Aus verschiedenen Gründen. Und um eines Vorwegzunehmen: Alle möchte ich hier auch nicht ausführen. Zum einen, weil ich keiner bin, der nachtritt und zum anderen, weil ich gebeten wurde, meine Gespräche mit dem Vereinsbeirat vertraulich zu behandeln. Das respektiere ich natürlich.

Was können Sie uns verraten?
Zum Beispiel, was mich bereits vor dem offiziellen Bewerbergespräch mit dem Beirat immens gestört hat. Da wurde der neue Vorstandsvorsitzende gekürt, bevor der Präsident gewählt ist. Aus meiner Sicht die falsche Reihenfolge – und eine klare Kampfansage des Aufsichtsrats.

Kampfansage an wen?
An alle Kandidaten, die sich öffentlich positioniert hatten und wie ich Wert darauf legen, dass erst der Präsident, dann der Vorstandsvorsitzende gewählt wird. Das war eine Machtdemonstration. Der Tenor: Wir bestimmen – und dazu benötigen wir keinen Präsidenten. Kein guter Beginn.

Was störte Sie noch?
Ach, lassen Sie uns damit aufhören – und lieber davon sprechen, was ich wollte. Meine Vision vom VfB: Transparenz, Teamwork – und all das in einem Club, in dem nicht alles von den üblichen alten Machtzirkeln geregelt wird. Ein Verein, der modern und fortschrittlich aufgestellt ist – was sich natürlich auch in der Zusammenstellung der handelnden Personen in den Gremien widerspiegeln müsste. Ein Club, in dem sich alle wohlfühlen und mitgenommen fühlen.

Und das war nicht möglich?
Dazu müssten schon einige Dinge zusammenkommen. Es benötigt ein ganzes Team, das neu in die Verantwortung geht, mit Menschen, die sich gegenseitig vertrauen und unterstützen, um solche Veränderungen zu bewirken. Es gibt große Herausforderungen zu bewältigen. Eine Person im Ehrenamt stößt da schnell an Grenzen. Zumindest, wenn man wirklich etwas bewegen will.

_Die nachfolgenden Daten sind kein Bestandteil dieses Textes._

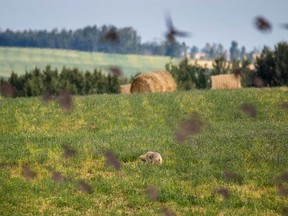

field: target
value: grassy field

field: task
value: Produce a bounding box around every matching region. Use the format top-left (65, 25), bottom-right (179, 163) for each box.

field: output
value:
top-left (0, 88), bottom-right (288, 216)
top-left (0, 47), bottom-right (170, 77)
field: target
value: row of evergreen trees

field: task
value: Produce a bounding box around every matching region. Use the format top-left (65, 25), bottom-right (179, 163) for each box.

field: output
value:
top-left (166, 42), bottom-right (288, 90)
top-left (0, 42), bottom-right (288, 97)
top-left (0, 66), bottom-right (120, 97)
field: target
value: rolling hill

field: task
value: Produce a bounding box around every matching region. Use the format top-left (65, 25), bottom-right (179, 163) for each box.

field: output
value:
top-left (0, 47), bottom-right (174, 77)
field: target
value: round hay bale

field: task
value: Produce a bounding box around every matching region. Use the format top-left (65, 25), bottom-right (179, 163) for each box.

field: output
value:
top-left (120, 84), bottom-right (131, 94)
top-left (130, 71), bottom-right (176, 93)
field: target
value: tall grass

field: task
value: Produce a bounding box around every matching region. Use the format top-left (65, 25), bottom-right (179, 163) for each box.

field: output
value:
top-left (0, 88), bottom-right (288, 215)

Bereuen Sie Ihre Kandidatur?
Auf keinen Fall. Es war interessant. Ich habe einige Erfahrungen gesammelt und hatte interessante Begegnungen. Auch sehr nette – zum Beispiel als ich mich mit den wichtigsten Menschen, die es in so einem Verein gibt, in meiner Stammkneipe getroffen habe: echten Fans, die sich jeden Tag für ihren Verein einsetzen und das seit Jahren. Und ich habe viel über meinen Verein gelernt. Auch, dass es mit mir und einigen Verantwortlichen dort nicht passt. Und das ist völlig wertfrei und sachlich gemeint. Da gibt es einfach zu unterschiedliche Denkweisen.

Was bleibt?
Ein klein wenig Wehmut. Ich wäre gerne der Präsident aller VfB-Fans geworden, ein Präsident der Kurve, der Gegengerade, des Familienblocks und der Abteilungen. Ich wünsche unserem VfB alles Gute für die Zukunft. Auf dass die offizielle Vision des VfB schon bald Wirklichkeit wird: Mit der Kraft der eigenen Jugend international Fußball spielen.

Zurück nach Schorndorf. Dort geht seit Wochen das Gerücht um, dass Sie die Kandidatur beim VfB nur dazu benutzen, Ihren Bekanntheitsgrad zu steigern: Weil Sie bei der nächsten Stuttgarter OB-Wahl antreten wollen.
Das lässt sich leicht und schnell beantworten. Da ist nichts dran. Null. Weder, dass ich meinen Bekanntheitsgrad steigern wollte, noch, dass ich dort antrete. Meine Kandidatur beim VfB war eine Bauchentscheidung, weil der VfB eine Herzensangelegenheit ist. Ohne Hintergedanken. Leider hat es nicht gepasst.